Быть может, единственным существом, которое он по-своему, эгоистически любил, была порожденная Новым Арбатом маленькая дрянь.
Это была, конечно. Зойка.
Глава вторая
РУССКАЯ НИМФЕТКА
1
Он встретил ее в приемной Наварина, замдиректора одного из многочисленных и бесполезных гуманитарных институтов Академии наук.

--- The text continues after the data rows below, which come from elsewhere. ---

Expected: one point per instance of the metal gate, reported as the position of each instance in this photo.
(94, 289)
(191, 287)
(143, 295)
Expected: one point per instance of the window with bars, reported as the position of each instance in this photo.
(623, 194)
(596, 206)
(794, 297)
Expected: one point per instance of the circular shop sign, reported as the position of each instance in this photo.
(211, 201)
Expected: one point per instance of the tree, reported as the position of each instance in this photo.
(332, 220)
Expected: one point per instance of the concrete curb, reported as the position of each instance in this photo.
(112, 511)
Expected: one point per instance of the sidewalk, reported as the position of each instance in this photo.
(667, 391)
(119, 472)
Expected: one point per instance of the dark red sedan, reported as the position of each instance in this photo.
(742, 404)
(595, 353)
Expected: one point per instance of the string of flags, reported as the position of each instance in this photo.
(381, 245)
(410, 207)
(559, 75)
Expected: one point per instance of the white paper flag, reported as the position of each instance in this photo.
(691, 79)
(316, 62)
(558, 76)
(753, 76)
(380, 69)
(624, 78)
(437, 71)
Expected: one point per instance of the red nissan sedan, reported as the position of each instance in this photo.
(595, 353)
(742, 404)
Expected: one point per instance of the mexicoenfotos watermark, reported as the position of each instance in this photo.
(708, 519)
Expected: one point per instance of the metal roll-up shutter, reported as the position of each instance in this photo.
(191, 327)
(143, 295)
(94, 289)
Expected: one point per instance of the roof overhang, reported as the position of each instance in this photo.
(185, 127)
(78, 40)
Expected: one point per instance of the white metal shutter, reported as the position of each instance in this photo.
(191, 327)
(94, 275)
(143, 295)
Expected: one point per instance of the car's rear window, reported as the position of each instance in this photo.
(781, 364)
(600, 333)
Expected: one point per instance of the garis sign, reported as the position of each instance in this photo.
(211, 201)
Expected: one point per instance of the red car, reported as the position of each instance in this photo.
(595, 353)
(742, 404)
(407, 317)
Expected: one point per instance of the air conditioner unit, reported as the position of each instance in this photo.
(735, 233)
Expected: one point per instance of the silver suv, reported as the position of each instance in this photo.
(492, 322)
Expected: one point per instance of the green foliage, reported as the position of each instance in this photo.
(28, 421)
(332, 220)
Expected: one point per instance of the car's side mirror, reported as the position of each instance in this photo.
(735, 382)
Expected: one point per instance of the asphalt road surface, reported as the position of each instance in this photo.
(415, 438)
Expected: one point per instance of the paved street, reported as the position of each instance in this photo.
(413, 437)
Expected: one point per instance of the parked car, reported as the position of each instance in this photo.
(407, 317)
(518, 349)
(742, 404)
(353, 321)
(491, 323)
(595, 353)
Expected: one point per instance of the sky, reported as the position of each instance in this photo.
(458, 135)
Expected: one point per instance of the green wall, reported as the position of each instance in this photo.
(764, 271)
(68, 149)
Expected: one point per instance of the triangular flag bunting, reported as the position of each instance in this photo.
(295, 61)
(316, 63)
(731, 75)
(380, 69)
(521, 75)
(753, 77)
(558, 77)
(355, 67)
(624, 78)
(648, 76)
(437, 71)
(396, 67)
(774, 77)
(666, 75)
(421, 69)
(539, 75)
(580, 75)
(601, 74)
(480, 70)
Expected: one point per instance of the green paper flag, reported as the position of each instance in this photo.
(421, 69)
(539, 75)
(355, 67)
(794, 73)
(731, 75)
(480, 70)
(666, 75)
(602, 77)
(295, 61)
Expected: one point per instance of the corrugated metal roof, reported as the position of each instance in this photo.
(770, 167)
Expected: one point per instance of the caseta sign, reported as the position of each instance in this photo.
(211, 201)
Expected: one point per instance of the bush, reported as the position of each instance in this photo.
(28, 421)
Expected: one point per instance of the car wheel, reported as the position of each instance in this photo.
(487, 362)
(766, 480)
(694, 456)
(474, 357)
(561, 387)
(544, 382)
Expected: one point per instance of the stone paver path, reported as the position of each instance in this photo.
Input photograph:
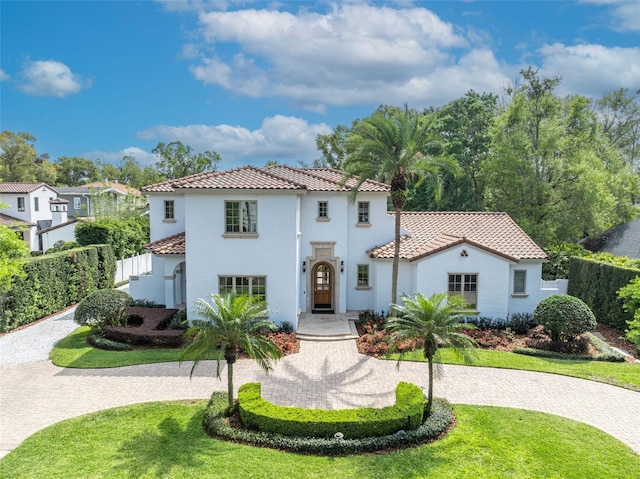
(322, 375)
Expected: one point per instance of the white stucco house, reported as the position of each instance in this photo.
(294, 237)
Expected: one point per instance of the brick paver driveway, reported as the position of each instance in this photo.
(322, 375)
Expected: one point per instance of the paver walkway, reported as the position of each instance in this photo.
(323, 375)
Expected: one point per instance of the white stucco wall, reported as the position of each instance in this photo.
(64, 233)
(272, 253)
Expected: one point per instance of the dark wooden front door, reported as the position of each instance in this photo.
(322, 286)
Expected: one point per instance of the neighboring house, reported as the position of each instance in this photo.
(81, 198)
(294, 237)
(621, 240)
(60, 229)
(28, 207)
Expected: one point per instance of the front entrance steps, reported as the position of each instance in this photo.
(327, 327)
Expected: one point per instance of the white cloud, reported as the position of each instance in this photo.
(591, 69)
(143, 157)
(281, 138)
(50, 78)
(353, 54)
(625, 13)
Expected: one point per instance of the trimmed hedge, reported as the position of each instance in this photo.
(264, 416)
(596, 283)
(55, 281)
(215, 424)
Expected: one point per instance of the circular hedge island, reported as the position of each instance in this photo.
(337, 432)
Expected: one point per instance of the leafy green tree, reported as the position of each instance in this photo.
(393, 147)
(75, 171)
(18, 156)
(13, 253)
(231, 323)
(551, 167)
(434, 322)
(178, 160)
(463, 125)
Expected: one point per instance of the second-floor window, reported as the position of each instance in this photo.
(323, 209)
(169, 210)
(363, 212)
(241, 216)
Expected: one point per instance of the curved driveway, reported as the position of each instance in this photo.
(323, 375)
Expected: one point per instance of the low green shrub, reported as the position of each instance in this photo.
(106, 344)
(564, 317)
(606, 352)
(215, 424)
(260, 414)
(105, 307)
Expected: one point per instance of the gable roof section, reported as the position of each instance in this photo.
(21, 188)
(279, 177)
(170, 245)
(433, 232)
(11, 222)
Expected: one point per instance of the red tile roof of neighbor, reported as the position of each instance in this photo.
(430, 233)
(277, 177)
(20, 188)
(171, 245)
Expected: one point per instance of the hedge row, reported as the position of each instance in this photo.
(55, 281)
(264, 416)
(215, 424)
(597, 283)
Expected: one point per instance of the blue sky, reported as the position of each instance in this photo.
(259, 80)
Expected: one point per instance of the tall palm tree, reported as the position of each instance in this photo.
(231, 323)
(393, 146)
(434, 322)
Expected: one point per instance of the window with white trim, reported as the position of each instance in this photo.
(169, 210)
(363, 212)
(254, 286)
(520, 281)
(464, 285)
(241, 216)
(323, 210)
(363, 276)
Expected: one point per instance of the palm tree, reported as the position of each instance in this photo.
(434, 322)
(392, 147)
(231, 323)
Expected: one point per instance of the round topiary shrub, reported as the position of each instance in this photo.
(564, 317)
(105, 307)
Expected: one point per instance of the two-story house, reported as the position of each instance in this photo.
(294, 237)
(28, 208)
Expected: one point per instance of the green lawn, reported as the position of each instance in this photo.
(74, 352)
(626, 375)
(166, 440)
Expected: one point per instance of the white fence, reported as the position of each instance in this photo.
(134, 266)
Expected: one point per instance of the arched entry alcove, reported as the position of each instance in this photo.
(322, 288)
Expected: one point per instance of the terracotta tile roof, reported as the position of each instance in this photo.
(6, 220)
(171, 245)
(268, 178)
(435, 231)
(20, 188)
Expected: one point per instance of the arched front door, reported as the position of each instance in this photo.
(322, 287)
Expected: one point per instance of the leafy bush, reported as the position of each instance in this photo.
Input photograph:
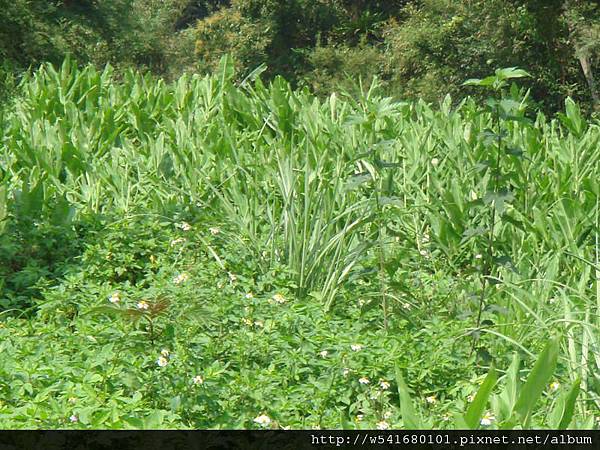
(235, 251)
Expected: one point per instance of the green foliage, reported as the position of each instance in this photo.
(240, 227)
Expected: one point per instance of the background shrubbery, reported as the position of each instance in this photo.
(416, 48)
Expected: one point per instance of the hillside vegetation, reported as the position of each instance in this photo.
(225, 252)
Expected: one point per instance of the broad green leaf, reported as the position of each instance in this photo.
(563, 411)
(410, 417)
(477, 407)
(536, 381)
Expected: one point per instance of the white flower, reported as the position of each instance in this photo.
(143, 305)
(182, 277)
(162, 361)
(174, 242)
(278, 298)
(383, 425)
(263, 420)
(487, 419)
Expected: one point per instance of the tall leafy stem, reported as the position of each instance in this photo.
(503, 110)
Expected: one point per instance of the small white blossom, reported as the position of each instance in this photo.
(487, 419)
(162, 361)
(278, 298)
(263, 420)
(174, 242)
(143, 305)
(383, 425)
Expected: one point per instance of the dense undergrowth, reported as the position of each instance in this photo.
(212, 254)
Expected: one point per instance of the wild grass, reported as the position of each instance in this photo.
(352, 196)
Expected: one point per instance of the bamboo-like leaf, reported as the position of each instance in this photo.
(478, 405)
(536, 381)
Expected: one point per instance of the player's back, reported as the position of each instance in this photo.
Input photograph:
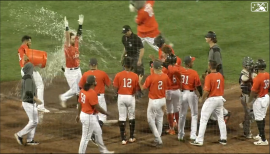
(159, 83)
(261, 84)
(214, 83)
(85, 98)
(190, 79)
(102, 79)
(174, 76)
(127, 82)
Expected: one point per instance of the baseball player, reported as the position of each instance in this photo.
(102, 79)
(190, 83)
(215, 55)
(147, 28)
(88, 108)
(213, 91)
(246, 81)
(157, 84)
(173, 93)
(72, 71)
(26, 44)
(29, 101)
(259, 90)
(126, 85)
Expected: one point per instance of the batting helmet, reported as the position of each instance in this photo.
(248, 63)
(171, 59)
(260, 64)
(159, 41)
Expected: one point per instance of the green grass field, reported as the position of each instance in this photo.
(240, 32)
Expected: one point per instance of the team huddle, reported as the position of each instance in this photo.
(172, 84)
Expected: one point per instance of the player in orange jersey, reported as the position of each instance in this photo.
(126, 85)
(102, 80)
(260, 89)
(213, 91)
(23, 59)
(88, 108)
(72, 71)
(157, 84)
(147, 28)
(190, 83)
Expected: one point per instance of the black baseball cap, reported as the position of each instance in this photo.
(210, 34)
(93, 61)
(188, 59)
(157, 64)
(91, 79)
(125, 29)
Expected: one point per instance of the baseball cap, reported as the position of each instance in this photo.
(91, 79)
(188, 59)
(157, 64)
(125, 29)
(210, 34)
(93, 61)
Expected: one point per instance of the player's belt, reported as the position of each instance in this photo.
(189, 90)
(74, 68)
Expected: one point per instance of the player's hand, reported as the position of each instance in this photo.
(77, 119)
(81, 18)
(140, 78)
(139, 63)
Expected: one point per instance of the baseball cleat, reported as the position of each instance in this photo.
(131, 140)
(19, 139)
(257, 137)
(124, 142)
(196, 143)
(260, 142)
(223, 142)
(32, 143)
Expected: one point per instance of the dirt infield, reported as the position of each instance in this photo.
(58, 132)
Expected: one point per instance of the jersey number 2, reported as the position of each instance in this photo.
(127, 83)
(83, 98)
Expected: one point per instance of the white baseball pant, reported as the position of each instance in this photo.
(188, 99)
(126, 105)
(212, 104)
(102, 103)
(30, 128)
(91, 126)
(73, 78)
(149, 41)
(40, 87)
(260, 107)
(155, 117)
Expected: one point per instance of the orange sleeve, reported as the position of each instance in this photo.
(256, 85)
(77, 41)
(207, 85)
(141, 16)
(107, 79)
(82, 81)
(115, 81)
(147, 82)
(93, 99)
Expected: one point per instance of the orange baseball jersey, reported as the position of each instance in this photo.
(127, 82)
(160, 56)
(261, 84)
(101, 77)
(174, 76)
(157, 85)
(190, 79)
(147, 24)
(214, 84)
(87, 100)
(164, 70)
(21, 52)
(72, 54)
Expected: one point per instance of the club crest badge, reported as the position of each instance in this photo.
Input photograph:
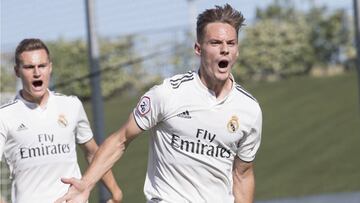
(144, 106)
(233, 124)
(62, 121)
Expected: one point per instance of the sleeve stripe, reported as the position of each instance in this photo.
(137, 122)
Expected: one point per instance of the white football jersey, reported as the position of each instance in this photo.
(39, 144)
(195, 138)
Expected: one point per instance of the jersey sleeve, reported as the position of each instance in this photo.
(83, 129)
(3, 137)
(250, 144)
(150, 109)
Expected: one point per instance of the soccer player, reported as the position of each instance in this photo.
(39, 130)
(205, 128)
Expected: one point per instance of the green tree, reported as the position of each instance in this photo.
(274, 48)
(7, 79)
(285, 41)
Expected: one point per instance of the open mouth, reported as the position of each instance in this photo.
(223, 63)
(37, 83)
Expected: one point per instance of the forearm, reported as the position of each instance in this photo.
(243, 182)
(106, 156)
(244, 189)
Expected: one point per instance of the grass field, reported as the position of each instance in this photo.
(310, 145)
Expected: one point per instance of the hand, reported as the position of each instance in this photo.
(113, 201)
(77, 192)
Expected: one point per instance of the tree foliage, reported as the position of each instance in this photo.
(7, 79)
(71, 66)
(284, 41)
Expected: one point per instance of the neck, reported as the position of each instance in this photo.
(41, 101)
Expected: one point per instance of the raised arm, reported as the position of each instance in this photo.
(243, 181)
(108, 179)
(106, 156)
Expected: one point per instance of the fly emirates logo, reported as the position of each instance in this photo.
(202, 146)
(45, 147)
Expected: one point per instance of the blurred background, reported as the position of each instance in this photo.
(297, 57)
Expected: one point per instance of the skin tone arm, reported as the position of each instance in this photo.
(108, 179)
(244, 181)
(108, 153)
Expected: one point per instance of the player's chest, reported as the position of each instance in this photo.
(224, 125)
(41, 127)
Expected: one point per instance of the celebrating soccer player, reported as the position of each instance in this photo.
(205, 128)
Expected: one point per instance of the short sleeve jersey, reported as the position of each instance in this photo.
(195, 138)
(39, 145)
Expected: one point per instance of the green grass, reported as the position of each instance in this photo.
(310, 142)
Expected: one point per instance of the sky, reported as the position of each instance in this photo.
(50, 20)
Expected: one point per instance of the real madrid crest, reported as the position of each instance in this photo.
(62, 121)
(233, 124)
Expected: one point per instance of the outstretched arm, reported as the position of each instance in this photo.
(244, 181)
(106, 156)
(108, 179)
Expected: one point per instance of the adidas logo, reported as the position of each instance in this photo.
(22, 127)
(184, 114)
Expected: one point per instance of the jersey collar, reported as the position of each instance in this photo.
(209, 92)
(32, 105)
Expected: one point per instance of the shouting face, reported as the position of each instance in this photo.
(34, 71)
(218, 51)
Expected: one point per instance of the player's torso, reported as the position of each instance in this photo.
(40, 136)
(195, 145)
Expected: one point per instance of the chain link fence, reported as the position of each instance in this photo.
(5, 182)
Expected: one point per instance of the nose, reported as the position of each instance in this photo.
(224, 49)
(36, 72)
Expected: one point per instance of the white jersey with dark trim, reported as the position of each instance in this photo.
(195, 138)
(39, 145)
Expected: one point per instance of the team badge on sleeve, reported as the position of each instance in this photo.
(233, 124)
(144, 105)
(62, 121)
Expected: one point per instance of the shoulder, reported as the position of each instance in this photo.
(179, 80)
(8, 105)
(244, 92)
(68, 99)
(246, 96)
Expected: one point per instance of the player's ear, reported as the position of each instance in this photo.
(16, 70)
(197, 48)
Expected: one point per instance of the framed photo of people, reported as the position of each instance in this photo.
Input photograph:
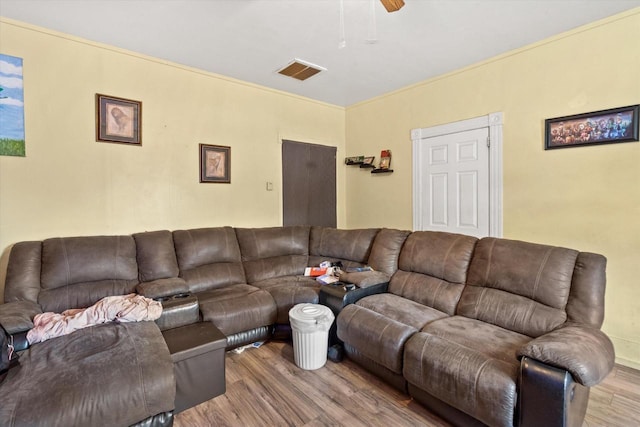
(215, 163)
(599, 127)
(118, 120)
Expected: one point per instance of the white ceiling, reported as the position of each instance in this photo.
(250, 39)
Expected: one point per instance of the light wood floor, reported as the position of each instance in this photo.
(266, 388)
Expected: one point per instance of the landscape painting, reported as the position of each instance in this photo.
(11, 107)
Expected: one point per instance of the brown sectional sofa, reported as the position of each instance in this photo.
(487, 331)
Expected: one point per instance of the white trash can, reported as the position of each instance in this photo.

Они сидели с теткой, секретарем Наварина, как две большие куклы, треща заученными фразами и вращая фарфоровыми глазами. Их можно было принять за сестер, но Зойка была не просто вдвое моложе: что-то невыразимо прелестное таилось в ней, что проще всего было бы определить как неотразимо развратную детскость, но и этим, ей-ей, мало что сказать. И Алексею Николаевичу сразу стало жарко. Он вспомнил, как любил в молодости, в шестидесятые годы «Лолиту» Набокова, и стихи Чудакова, посвященные этому сочинению:
Люди, которым я должен, умирают,
женщины, которых я любил, стареют,
а подо мной осенние листья сгорают
и суровые ветры осенние холодом веют.
Мне тридцать лет, я полон весь пустотою,
я разминулся с одной, единственной, тою…
Предположим, сейчас она школьница пятого класса,
золотиста, как ангел с разбитого иконостаса.
Ты — здоровый подросток, ты нимфа не нашего быта,
я прочел о тебе в фантастической книге «Лолита».
Засушите меня, как цветок, в этой книге на сотой странице,
застрелите меня на контрольных следах у советской границы.
Я за десять копеек билет в кинохронику взял без скандала,
я остался один на один с тишиной кинозала.
Я увидел тебя — и в гортани немые сольфеджио,
да, ты в классе четвертом, но только не школы — колледжа.
Вот, одетая в джинсы, ты сжала в ногах мотороллер,
в иностранную осень вписался оранжевый колер.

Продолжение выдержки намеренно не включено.